Investors should buy Treasurys and precious metals like gold and ditch stocks and corporate bonds, which are due for further declines, says investment manager Felix Zulauf.
Gold often serves as a hedge against volatile markets, especially when currencies weaken.
"The next few weeks will be extremely volatile. I expect the market to go below the latest lows in September," Zulauf tells Barron's as reported by Pragmatic Capitalism.
|(Associated Press photo)
"After the fall low, equities will recover part of what they lost into the turn of the year and then fall again. Economies around the world most likely will be in recession next year."
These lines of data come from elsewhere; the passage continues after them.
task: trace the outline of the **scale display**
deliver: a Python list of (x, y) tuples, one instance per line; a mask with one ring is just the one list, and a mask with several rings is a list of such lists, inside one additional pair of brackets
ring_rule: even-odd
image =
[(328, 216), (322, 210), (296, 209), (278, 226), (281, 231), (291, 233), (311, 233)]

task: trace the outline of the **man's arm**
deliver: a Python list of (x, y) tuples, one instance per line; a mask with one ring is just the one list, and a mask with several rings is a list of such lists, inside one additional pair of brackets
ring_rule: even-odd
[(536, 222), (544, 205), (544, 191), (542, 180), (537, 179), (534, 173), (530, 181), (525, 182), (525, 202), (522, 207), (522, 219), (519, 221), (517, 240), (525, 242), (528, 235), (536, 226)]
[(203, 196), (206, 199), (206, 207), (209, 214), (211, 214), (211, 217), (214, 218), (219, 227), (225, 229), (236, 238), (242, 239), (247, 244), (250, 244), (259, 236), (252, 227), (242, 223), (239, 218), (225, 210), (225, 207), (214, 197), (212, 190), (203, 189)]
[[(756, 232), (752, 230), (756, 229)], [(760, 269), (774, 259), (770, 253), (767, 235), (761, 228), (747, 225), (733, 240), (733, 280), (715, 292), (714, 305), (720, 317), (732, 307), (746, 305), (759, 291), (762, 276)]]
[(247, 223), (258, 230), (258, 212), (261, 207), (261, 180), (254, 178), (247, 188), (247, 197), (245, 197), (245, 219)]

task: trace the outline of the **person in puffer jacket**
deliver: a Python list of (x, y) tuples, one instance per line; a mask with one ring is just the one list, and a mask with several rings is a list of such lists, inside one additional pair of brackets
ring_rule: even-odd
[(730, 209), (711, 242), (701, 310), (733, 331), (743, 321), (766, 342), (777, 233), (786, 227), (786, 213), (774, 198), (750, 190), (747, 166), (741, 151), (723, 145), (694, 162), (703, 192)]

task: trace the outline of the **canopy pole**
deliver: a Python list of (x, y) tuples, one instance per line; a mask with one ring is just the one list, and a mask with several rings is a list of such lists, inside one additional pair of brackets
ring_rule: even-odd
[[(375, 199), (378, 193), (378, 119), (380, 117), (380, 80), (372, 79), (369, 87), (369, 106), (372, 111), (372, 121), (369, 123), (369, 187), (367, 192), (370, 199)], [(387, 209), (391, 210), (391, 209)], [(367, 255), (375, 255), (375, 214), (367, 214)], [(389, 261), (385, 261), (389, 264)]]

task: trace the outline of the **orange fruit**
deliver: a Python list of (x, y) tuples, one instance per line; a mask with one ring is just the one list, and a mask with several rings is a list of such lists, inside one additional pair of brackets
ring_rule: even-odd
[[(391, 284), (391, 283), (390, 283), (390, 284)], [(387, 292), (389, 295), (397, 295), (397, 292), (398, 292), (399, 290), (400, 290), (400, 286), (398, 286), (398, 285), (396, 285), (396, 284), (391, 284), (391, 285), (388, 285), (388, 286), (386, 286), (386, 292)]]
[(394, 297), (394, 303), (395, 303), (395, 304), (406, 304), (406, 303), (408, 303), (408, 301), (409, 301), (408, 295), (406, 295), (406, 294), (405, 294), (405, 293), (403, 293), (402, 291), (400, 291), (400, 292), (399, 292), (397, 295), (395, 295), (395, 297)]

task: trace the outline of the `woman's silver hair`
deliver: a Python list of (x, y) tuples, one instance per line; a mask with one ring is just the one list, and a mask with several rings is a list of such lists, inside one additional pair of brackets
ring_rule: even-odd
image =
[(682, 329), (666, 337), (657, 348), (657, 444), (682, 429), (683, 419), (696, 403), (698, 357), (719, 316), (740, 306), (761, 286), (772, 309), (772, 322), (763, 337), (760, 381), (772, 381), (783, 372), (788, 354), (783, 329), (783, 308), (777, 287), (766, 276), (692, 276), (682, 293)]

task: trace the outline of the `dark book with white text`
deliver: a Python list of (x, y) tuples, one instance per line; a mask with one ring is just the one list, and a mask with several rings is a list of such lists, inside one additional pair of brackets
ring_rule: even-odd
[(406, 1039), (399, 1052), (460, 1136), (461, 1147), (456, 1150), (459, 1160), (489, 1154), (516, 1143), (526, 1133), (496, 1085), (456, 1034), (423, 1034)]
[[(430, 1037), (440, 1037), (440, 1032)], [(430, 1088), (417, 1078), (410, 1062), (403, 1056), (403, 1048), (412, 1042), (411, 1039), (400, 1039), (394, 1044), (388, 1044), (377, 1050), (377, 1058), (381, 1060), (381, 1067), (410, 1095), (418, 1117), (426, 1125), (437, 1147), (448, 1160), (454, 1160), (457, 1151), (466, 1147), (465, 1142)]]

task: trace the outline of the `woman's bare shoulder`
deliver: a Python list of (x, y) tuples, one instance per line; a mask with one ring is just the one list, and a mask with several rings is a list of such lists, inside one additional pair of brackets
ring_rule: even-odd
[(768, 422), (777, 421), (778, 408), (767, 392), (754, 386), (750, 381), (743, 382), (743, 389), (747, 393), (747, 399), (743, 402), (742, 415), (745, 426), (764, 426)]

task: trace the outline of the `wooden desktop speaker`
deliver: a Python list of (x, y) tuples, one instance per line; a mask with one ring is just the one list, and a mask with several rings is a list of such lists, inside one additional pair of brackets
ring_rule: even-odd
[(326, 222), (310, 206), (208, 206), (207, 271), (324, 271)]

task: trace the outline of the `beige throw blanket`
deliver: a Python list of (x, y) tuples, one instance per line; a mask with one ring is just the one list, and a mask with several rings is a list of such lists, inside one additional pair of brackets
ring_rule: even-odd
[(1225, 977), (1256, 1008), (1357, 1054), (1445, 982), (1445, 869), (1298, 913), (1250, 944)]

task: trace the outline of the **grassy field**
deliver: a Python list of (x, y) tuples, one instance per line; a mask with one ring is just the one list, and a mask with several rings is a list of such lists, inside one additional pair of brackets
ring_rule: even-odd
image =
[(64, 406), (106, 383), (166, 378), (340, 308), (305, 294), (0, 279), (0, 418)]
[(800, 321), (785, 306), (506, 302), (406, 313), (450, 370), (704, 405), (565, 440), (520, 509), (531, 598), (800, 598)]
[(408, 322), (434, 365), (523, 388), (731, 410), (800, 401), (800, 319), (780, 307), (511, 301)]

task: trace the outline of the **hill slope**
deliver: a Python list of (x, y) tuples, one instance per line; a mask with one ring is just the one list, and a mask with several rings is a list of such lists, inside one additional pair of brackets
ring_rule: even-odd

The S&P 500 will fall below 1000 in the first half of 2012, Zulauf predicts, adding central banks in the U.S. and Europe will unveil measures to prop up ailing markets, which will weaken already weak currencies even further.
"Confidence in our currencies, policy makers and central banks is going down the drain. That will be reflected in a rising gold price. I have long said this isn’t an environment for investing in stocks. Hold cash in the form of short- to medium-term Treasurys. Own a lot of gold, and don’t have debt," Zulauf says.
Stock markets have roiled in incredibly wild swings recently, and those ups and downs may fray the nerves of already anxious consumers, which could send the economy relapsing back into recession, experts say.
"Money means more than just dollars and cents to people," he says. "It's their ticket to security. It's their ticket to survival," says Joshua Klapow, clinical psychologist at the University of Alabama-Birmingham, according to USA Today.